The Pilates Principle of Breath
I’ve recently had a couple of clients who have greatly benefited from Pilates breathing exercises. In fact, I believe we all benefit from proper breathing, and breathing was a focus of Joseph Pilates. Breath is one of the 6 fundamental Principles of Pilates. Coordinating inhalation and exhalation with exercise is crucial to effective Pilates work.
In his book Return to Life Through Contrology, Joseph Pilates wrote, “Breathing is the first act of life and the last. Our very life depends on it… above all, learn how to breathe correctly.”
Pilates understood the importance of proper breathing and how it helps cleanse the body by oxygenating the blood while removing toxins. Pilates referred to proper breathing as the “inner shower” that cleanses the body, clears the mind and energizes the spirit. Proper breathing will help control movement both during exercise and in everyday life. Breathing helps achieve inner focus, and lies at the source of the Pilates Method.
Breathing assists in the recruitment of muscle groups during exercise.

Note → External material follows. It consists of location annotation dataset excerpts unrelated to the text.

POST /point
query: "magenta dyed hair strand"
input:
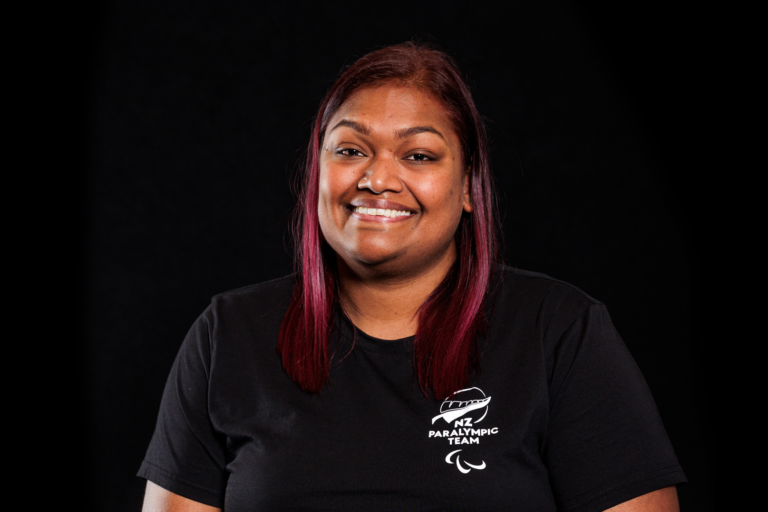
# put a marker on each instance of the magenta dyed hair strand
(445, 351)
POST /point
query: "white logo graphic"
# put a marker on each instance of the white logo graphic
(458, 463)
(452, 409)
(462, 411)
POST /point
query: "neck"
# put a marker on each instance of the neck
(387, 306)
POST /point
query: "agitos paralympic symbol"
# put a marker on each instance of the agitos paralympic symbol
(464, 409)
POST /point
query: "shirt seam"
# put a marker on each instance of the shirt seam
(177, 479)
(618, 488)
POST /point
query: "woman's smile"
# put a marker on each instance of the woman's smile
(393, 183)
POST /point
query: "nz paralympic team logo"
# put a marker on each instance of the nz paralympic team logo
(462, 411)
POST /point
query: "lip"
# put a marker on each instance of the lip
(384, 204)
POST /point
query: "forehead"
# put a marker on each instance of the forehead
(391, 107)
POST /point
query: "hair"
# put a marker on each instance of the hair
(445, 349)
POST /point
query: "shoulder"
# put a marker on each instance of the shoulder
(527, 285)
(270, 298)
(521, 299)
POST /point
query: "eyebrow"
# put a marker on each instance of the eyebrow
(360, 128)
(401, 134)
(409, 132)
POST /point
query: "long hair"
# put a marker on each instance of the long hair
(445, 349)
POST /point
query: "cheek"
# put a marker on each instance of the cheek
(442, 194)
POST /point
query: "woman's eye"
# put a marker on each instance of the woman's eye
(350, 152)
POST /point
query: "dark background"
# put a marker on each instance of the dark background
(191, 117)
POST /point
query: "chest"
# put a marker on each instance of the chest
(372, 440)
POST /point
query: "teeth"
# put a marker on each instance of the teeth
(381, 212)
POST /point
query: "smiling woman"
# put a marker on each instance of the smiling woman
(398, 300)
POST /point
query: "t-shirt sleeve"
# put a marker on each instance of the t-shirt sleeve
(605, 442)
(186, 455)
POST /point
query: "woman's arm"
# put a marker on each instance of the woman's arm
(663, 500)
(157, 499)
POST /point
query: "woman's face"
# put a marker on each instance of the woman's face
(392, 181)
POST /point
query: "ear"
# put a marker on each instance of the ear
(468, 190)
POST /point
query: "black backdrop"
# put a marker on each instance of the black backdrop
(195, 115)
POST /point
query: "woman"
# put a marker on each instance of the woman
(411, 372)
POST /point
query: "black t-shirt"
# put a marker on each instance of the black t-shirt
(559, 418)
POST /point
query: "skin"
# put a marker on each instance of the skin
(381, 149)
(391, 146)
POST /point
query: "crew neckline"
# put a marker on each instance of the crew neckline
(356, 337)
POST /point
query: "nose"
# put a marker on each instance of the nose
(382, 176)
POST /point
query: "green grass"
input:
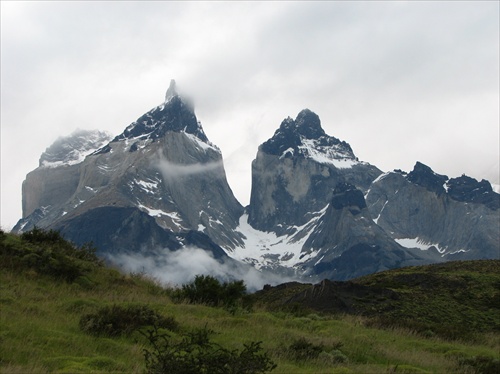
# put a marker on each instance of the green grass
(40, 314)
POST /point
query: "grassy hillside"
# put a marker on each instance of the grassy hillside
(48, 287)
(454, 300)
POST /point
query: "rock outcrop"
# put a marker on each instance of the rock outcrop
(459, 217)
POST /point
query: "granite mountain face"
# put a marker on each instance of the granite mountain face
(160, 183)
(315, 211)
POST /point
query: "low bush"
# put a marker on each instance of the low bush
(481, 364)
(48, 253)
(195, 353)
(302, 349)
(118, 320)
(208, 290)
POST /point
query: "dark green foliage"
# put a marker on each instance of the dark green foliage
(456, 300)
(123, 320)
(482, 364)
(194, 353)
(208, 290)
(47, 252)
(301, 349)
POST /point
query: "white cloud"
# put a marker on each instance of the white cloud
(399, 81)
(181, 266)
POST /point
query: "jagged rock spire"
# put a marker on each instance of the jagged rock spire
(171, 92)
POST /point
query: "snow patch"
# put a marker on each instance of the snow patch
(419, 243)
(332, 155)
(266, 248)
(201, 144)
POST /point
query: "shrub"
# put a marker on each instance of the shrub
(208, 290)
(194, 353)
(123, 320)
(301, 349)
(48, 253)
(481, 364)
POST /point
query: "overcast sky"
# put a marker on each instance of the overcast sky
(399, 81)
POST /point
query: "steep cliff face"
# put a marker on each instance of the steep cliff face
(296, 171)
(347, 243)
(56, 179)
(459, 216)
(315, 211)
(162, 165)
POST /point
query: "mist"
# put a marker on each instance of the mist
(175, 268)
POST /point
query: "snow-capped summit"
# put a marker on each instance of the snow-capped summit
(171, 92)
(296, 171)
(306, 138)
(175, 114)
(73, 149)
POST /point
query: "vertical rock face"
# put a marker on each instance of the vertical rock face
(459, 216)
(162, 165)
(315, 209)
(296, 171)
(349, 244)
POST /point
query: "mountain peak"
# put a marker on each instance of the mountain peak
(308, 124)
(424, 176)
(175, 114)
(171, 92)
(305, 137)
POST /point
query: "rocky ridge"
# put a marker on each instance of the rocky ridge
(315, 210)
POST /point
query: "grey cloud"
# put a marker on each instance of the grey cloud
(399, 81)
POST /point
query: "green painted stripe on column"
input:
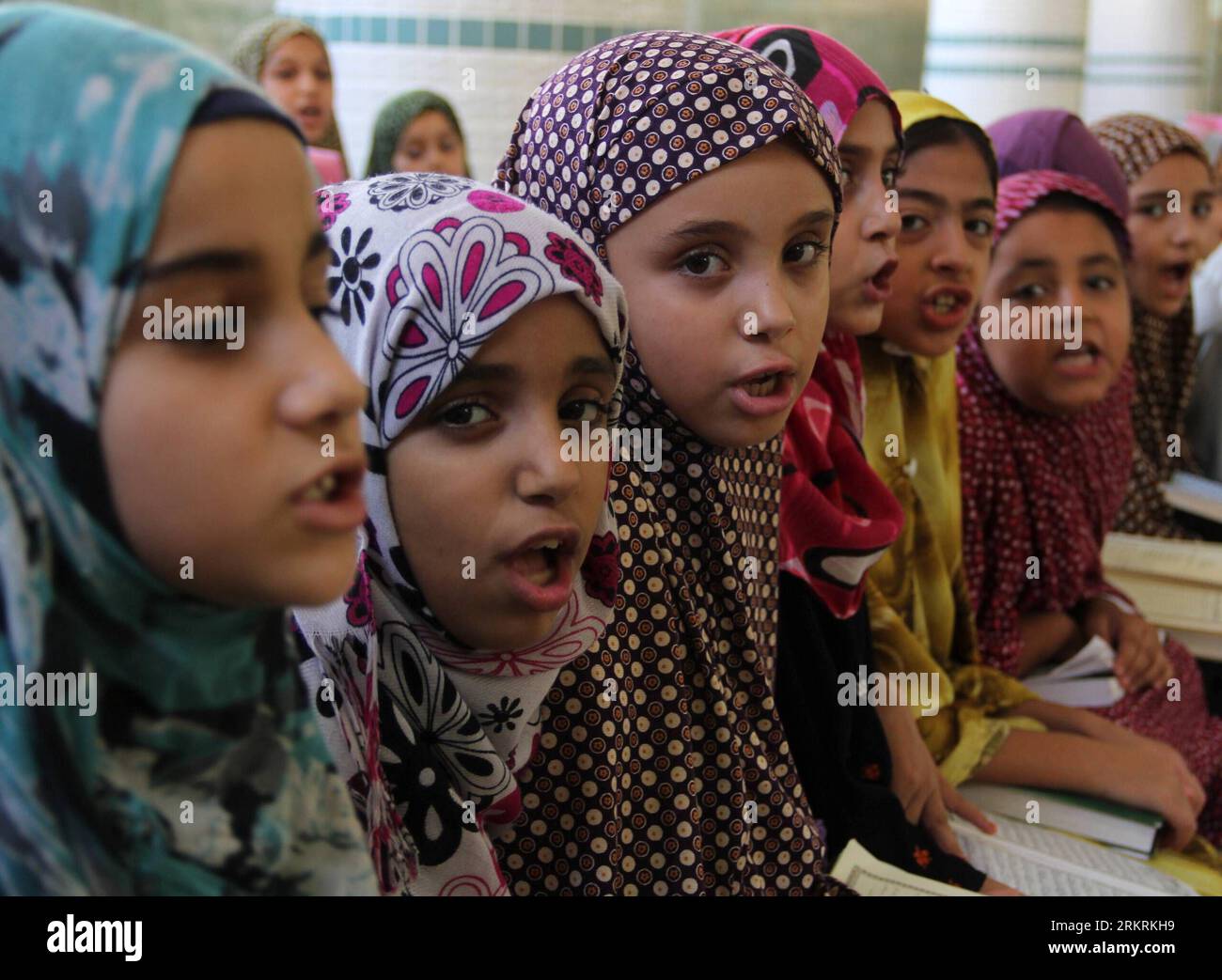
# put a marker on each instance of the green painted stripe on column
(1039, 40)
(1052, 70)
(1124, 59)
(443, 32)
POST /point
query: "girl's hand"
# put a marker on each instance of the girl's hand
(919, 785)
(1140, 660)
(996, 887)
(1143, 772)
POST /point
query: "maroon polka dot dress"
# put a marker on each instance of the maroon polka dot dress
(1049, 488)
(663, 768)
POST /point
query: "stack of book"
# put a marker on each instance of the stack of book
(1176, 585)
(1047, 843)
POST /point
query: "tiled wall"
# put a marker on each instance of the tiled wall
(487, 57)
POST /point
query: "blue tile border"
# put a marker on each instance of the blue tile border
(440, 32)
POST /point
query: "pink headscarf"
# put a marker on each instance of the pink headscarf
(838, 516)
(835, 78)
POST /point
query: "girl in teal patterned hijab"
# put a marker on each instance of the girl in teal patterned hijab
(162, 500)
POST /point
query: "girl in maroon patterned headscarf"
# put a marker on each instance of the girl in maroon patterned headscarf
(664, 767)
(838, 516)
(1045, 439)
(1171, 191)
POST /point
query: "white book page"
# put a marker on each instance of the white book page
(1096, 657)
(1194, 561)
(1039, 861)
(869, 877)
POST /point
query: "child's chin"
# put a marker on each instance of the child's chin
(509, 630)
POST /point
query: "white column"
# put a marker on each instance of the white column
(993, 59)
(1145, 56)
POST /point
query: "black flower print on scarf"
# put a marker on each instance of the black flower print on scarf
(398, 192)
(351, 281)
(502, 715)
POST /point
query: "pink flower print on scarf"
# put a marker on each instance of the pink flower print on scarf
(574, 265)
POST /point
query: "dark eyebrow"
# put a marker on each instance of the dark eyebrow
(704, 230)
(207, 260)
(1038, 263)
(937, 200)
(483, 373)
(925, 197)
(856, 149)
(219, 260)
(813, 218)
(600, 366)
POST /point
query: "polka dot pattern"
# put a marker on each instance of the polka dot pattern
(1164, 350)
(663, 768)
(1046, 487)
(631, 120)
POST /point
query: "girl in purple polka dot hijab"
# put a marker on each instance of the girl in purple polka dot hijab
(484, 332)
(709, 182)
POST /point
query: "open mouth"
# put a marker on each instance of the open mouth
(878, 288)
(1080, 357)
(325, 488)
(762, 385)
(1177, 273)
(334, 500)
(541, 568)
(948, 302)
(946, 305)
(539, 564)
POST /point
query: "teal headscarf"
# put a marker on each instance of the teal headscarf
(200, 771)
(398, 115)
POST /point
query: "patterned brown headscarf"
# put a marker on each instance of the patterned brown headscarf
(663, 767)
(1164, 350)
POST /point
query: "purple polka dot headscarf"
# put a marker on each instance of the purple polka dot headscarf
(692, 646)
(631, 120)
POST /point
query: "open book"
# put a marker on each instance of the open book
(1176, 584)
(1083, 681)
(1042, 862)
(1196, 495)
(869, 877)
(1101, 820)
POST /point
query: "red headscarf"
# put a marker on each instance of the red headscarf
(1049, 488)
(838, 517)
(1035, 485)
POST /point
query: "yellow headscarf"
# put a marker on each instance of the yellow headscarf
(920, 610)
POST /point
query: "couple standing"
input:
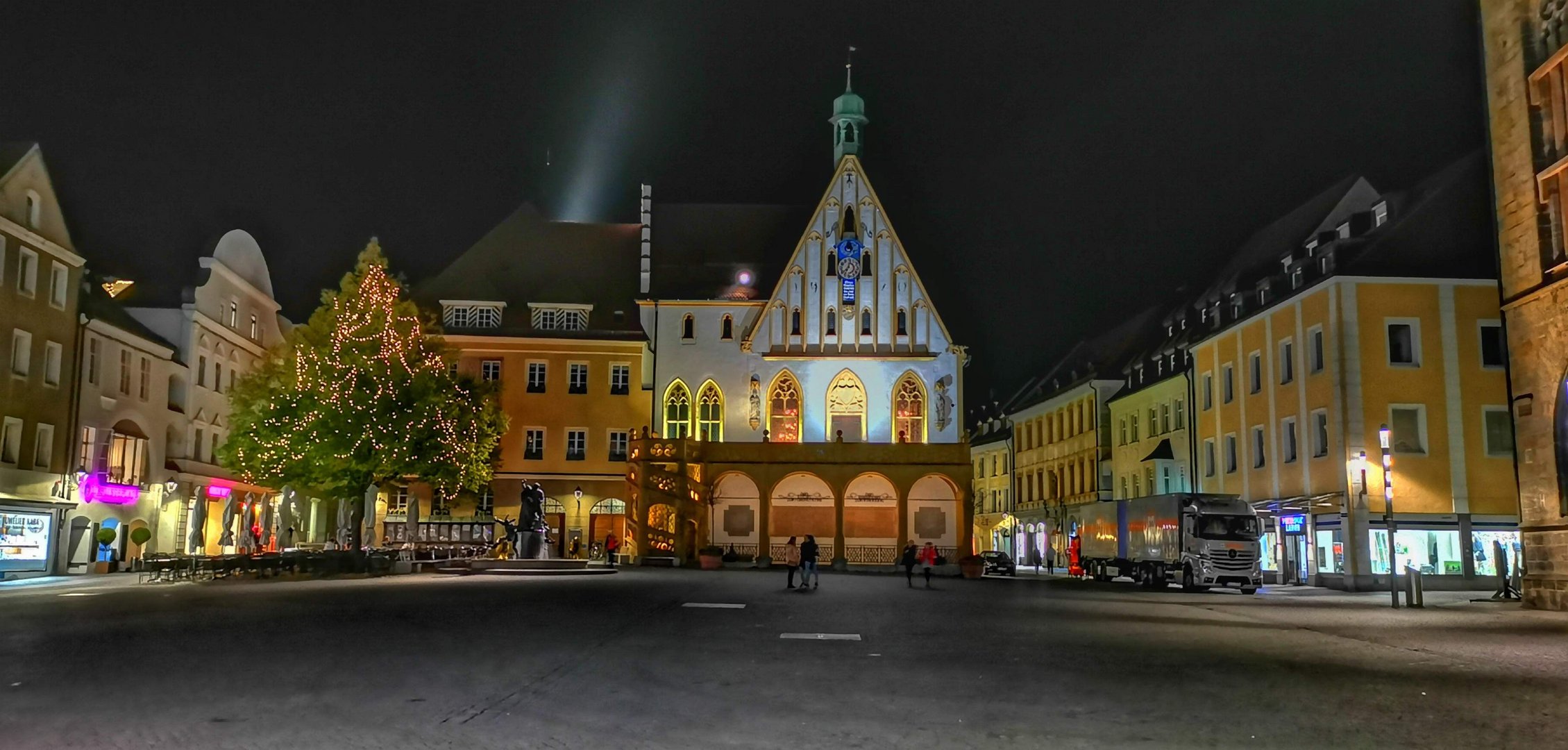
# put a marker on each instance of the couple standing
(803, 558)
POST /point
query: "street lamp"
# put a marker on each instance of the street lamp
(1383, 433)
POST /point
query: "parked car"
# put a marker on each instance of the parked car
(1000, 562)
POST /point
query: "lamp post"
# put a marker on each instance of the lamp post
(1383, 433)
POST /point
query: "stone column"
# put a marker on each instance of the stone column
(839, 559)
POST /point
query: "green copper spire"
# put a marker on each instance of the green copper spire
(849, 119)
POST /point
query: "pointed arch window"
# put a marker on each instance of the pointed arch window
(784, 410)
(678, 412)
(847, 408)
(711, 413)
(909, 410)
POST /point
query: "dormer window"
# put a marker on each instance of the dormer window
(559, 317)
(471, 315)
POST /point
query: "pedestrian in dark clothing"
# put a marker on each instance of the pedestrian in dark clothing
(929, 560)
(808, 562)
(909, 560)
(791, 560)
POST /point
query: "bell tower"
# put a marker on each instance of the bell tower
(849, 119)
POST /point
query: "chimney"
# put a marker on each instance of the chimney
(648, 251)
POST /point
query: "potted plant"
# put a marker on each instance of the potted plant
(106, 537)
(971, 565)
(140, 535)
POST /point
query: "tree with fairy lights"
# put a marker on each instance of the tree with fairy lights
(360, 396)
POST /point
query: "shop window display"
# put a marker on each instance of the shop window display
(1484, 553)
(1330, 551)
(1433, 553)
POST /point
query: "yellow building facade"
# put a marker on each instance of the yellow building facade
(991, 454)
(1148, 419)
(560, 338)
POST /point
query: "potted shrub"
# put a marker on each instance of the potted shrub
(971, 565)
(140, 537)
(106, 537)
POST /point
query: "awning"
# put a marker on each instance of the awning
(1302, 503)
(1161, 452)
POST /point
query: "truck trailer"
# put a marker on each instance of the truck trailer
(1189, 539)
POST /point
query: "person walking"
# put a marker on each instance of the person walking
(929, 560)
(791, 560)
(808, 564)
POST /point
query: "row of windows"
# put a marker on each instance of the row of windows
(845, 410)
(26, 272)
(22, 357)
(1164, 418)
(11, 443)
(1403, 350)
(1065, 422)
(1147, 484)
(576, 377)
(1407, 426)
(534, 444)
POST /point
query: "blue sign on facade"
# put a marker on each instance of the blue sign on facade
(849, 255)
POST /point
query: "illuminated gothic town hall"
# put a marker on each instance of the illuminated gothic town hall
(820, 403)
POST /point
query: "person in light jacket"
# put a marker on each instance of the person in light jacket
(929, 560)
(791, 560)
(808, 562)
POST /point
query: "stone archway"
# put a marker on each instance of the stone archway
(736, 513)
(802, 504)
(934, 512)
(870, 519)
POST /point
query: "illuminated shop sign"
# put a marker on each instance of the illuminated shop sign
(94, 488)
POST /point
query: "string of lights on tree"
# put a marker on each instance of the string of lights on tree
(362, 394)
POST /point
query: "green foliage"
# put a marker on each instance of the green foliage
(360, 396)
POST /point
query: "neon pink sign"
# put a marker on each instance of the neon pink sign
(96, 490)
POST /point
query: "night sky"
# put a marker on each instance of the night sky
(1051, 165)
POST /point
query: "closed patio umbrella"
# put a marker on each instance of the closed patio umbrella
(346, 522)
(413, 519)
(196, 540)
(228, 522)
(369, 539)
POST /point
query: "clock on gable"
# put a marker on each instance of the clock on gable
(849, 255)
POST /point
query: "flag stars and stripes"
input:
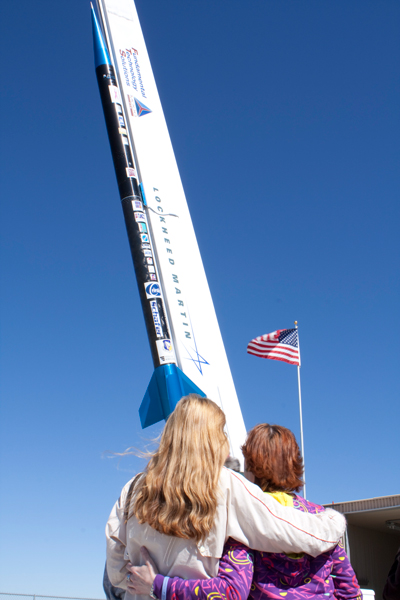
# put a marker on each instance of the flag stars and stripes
(282, 344)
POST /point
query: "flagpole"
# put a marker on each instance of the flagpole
(301, 418)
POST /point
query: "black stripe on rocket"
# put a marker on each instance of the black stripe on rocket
(138, 230)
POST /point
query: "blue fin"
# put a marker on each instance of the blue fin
(167, 386)
(101, 55)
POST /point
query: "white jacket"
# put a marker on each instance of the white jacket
(244, 513)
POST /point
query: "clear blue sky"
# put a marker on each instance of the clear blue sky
(284, 117)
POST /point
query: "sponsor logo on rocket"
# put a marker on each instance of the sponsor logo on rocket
(153, 290)
(156, 318)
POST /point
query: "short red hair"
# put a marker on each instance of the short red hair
(273, 456)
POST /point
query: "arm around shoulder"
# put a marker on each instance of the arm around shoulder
(116, 541)
(260, 522)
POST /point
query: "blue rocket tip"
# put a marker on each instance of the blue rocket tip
(167, 386)
(101, 56)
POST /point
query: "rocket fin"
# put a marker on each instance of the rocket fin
(101, 55)
(167, 386)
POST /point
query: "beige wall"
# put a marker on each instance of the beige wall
(371, 554)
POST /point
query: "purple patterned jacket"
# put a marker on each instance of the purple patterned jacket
(261, 575)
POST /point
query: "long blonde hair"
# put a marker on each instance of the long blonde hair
(178, 493)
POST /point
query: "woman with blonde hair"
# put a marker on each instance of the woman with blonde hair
(185, 505)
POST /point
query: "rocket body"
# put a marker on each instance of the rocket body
(184, 336)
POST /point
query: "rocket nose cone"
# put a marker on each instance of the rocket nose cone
(101, 55)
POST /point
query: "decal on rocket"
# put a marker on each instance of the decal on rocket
(192, 340)
(168, 383)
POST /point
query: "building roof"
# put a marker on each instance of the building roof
(382, 513)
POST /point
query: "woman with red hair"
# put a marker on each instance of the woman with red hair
(272, 461)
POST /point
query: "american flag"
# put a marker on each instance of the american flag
(279, 345)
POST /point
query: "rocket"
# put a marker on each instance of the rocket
(182, 327)
(168, 383)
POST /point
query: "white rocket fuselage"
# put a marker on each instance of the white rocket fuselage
(197, 343)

For instance, since the abdominal muscles are recruited during exhalation, exhaling during abdominal work, or flexion exercises, will maximize muscle recruitment. Inhalation, on the other hand, will most likely recruit the muscles of the opposite movement, or trunk extension.
Abdominal muscle contraction typically needs to be maintained during a Pilates exercise, even during inhalation. This can of course be challenging. That’s why when practicing Pilates we use lateral, or costal breathing. This means that we expand the ribcage laterally (to the sides) and posteriorly (to the back) when inhaling, allowing the continued contraction of the abdominal muscles. You may hear cues like “expand the rib cage as you inhale” or “breathe into the space between the shoulder blades” to encourage this type of breathing.
Proper breathing: oxygenates the blood and nourishes the muscles, gets rid of toxins, improves circulation and skin tone, calms the mind and body, aids with concentration, helps establish a rhythm for movement, and assists with muscle activation.
So, how can you incorporate breathing exercises into your routine?
- Sit in a comfortable position, without your back leaning against anything.
- For feedback, you can wrap a theraband around your lower rib cage and hold it snug (to feel the expansion of your rib cage as you breathe).
- Begin by taking a few deep breaths, allowing your shoulders to rise up to your ears on the inhale, and fall back into place on the exhale.
- Then, leaving shoulders down, begin to breathe, inhaling for a count of 4 and exhaling for a count of 4. Your breath should cause your rib cage to expand side to side as you breathe into the sides and back of the rib cage (you can feel your rib cage stretch the theraband if you’re using one).
- Experiment with breathing just into the right side, then just into the left side, then just into the back of the rib cage, expanding the space between the shoulder blades.
- Inhale and exhale slowly as you count to 4 with each inhale or exhale.
Breathing can be practiced at any time, anywhere! Explore the benefits of proper and effective breathing, and let me know what benefits you notice.